A legion of lawyers still fretted because the wording of tiny clauses in the loan agreement diverged from the language in the loan documents their banks had signed with Peru or Brazil years ago. It still took a never-ending stream of calls by Rhodes and dozens of other bankers to bring banks into the loan. Said one player: "You have to pick up a phone cold and convince an officer to lend money. If you get no loan from him, you go to the senior vice president and the president. Then you mention it to the Federal Reserve. You do it day after day, with people taking their hostility out on you. But you have to keep driving, you have to drive the loan through by force of personality."

The advisory committee chairman got a particularly thorough drubbing. He sits, after all, in the middle between bankers and borrower, trying to act as honest broker. This can mean hounding a finance minister to concede a point one moment and then hounding the bankers to compromise the next. "There are times when the chairman has to tell it like it is and deliver unpleasant messages in both directions. That isn't easy," said Donald McCough, executive vice president of Manufacturers Hanover.This process takes its toll. Bankers go without much rest. "I've only had 10 days vacation in the past two years,'' Rhodes said sadly in February. Participants carp about little things. "Citibank has served the same sandwiches to the Argentine committee every day since December 1982," said one source. "Chicken curry on pita bread, steak on French bread, turkey and tomato on pumpernickel.'' Other bankers become slightly hysterical: one talked for more than an hour about the unremitting work involved in rescheduling, apparently unable to stop himself.

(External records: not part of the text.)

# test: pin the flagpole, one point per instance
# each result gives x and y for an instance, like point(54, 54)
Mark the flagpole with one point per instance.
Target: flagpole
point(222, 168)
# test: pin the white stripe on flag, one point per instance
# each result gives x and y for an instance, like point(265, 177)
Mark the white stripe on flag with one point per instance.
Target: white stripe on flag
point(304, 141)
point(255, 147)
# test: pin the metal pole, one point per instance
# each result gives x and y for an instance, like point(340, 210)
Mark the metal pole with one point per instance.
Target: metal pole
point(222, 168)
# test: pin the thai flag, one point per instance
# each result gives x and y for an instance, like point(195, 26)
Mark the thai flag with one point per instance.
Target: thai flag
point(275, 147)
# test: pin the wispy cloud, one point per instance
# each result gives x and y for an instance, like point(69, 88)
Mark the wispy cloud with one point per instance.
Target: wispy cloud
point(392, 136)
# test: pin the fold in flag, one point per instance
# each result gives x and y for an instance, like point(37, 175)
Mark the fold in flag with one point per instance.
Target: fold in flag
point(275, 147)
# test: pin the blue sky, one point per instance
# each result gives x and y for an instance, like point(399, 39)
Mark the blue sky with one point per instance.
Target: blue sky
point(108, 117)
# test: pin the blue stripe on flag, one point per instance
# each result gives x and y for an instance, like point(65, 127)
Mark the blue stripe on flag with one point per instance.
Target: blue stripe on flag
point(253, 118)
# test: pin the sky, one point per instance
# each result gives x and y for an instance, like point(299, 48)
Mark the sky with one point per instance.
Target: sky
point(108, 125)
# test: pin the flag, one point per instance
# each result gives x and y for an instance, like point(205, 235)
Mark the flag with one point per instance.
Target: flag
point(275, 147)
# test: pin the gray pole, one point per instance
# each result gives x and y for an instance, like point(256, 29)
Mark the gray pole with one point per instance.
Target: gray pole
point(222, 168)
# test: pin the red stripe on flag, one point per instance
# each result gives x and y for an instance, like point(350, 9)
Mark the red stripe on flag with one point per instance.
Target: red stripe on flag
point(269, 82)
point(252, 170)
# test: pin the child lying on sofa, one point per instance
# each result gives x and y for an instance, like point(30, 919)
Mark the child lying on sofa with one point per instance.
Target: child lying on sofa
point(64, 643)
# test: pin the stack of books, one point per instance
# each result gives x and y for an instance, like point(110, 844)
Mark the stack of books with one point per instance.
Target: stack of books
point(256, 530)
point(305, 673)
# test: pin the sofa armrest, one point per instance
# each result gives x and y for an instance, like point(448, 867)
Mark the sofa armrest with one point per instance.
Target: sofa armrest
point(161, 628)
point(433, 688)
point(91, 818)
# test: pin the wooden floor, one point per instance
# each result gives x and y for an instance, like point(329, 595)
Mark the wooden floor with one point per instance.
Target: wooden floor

[Rhodes] gave the impression he cared - Leonard Caldwell, First Pennsylvania Bank


The pressures are multiplied, of course, when a banker chairs more than one committee at one time – the travelling and sudden emergencies would submerge lesser mortals. Last autumn, for instance, Rhodes was in Hawaii at the American Bankers' Association meeting as the first stage in a round-the-world trip to sell the Brazil loan to banks. But suddenly he had to abandon his plan to fly back to New York and his Argentine committee, which was in an uproar because of the arrest of the Argentine central banker, Julio Gonzalez de Solar.

Recognizing that this kind of incident had become part of Rhodes' routine, his Citibank colleagues recently presented him with a fireman's helmet, which he keeps on display in his office.

Worst of all, bankers running rescheduling can occasionally lose friends. Pressing a fellow banker to participate in a Third World loan does not necessarily help to cement a relationship. Moreover, membership on a rescheduling committee can also cause an officer trouble inside his own institution. "If I lose a relationship for my bank because I leant on a correspondent too hard over Brazil, you can bet I hear about it from the people in the correspondent banking department," said a Phase II committee member.

So, unfair though it might seem, one of the harvests Rhodes will reap for his labours in Latin America will probably be the undying hostility of some of his fellow bankers. The majority, certainly, will remember him as a sort of banking hero: an unflamboyant, bespectacled figure, calmly steering his way through a series of negotiations of unparallelled complexity and importance. But that won't be quite everyone's image. "Some people," predicted a friend, "will never talk to him again."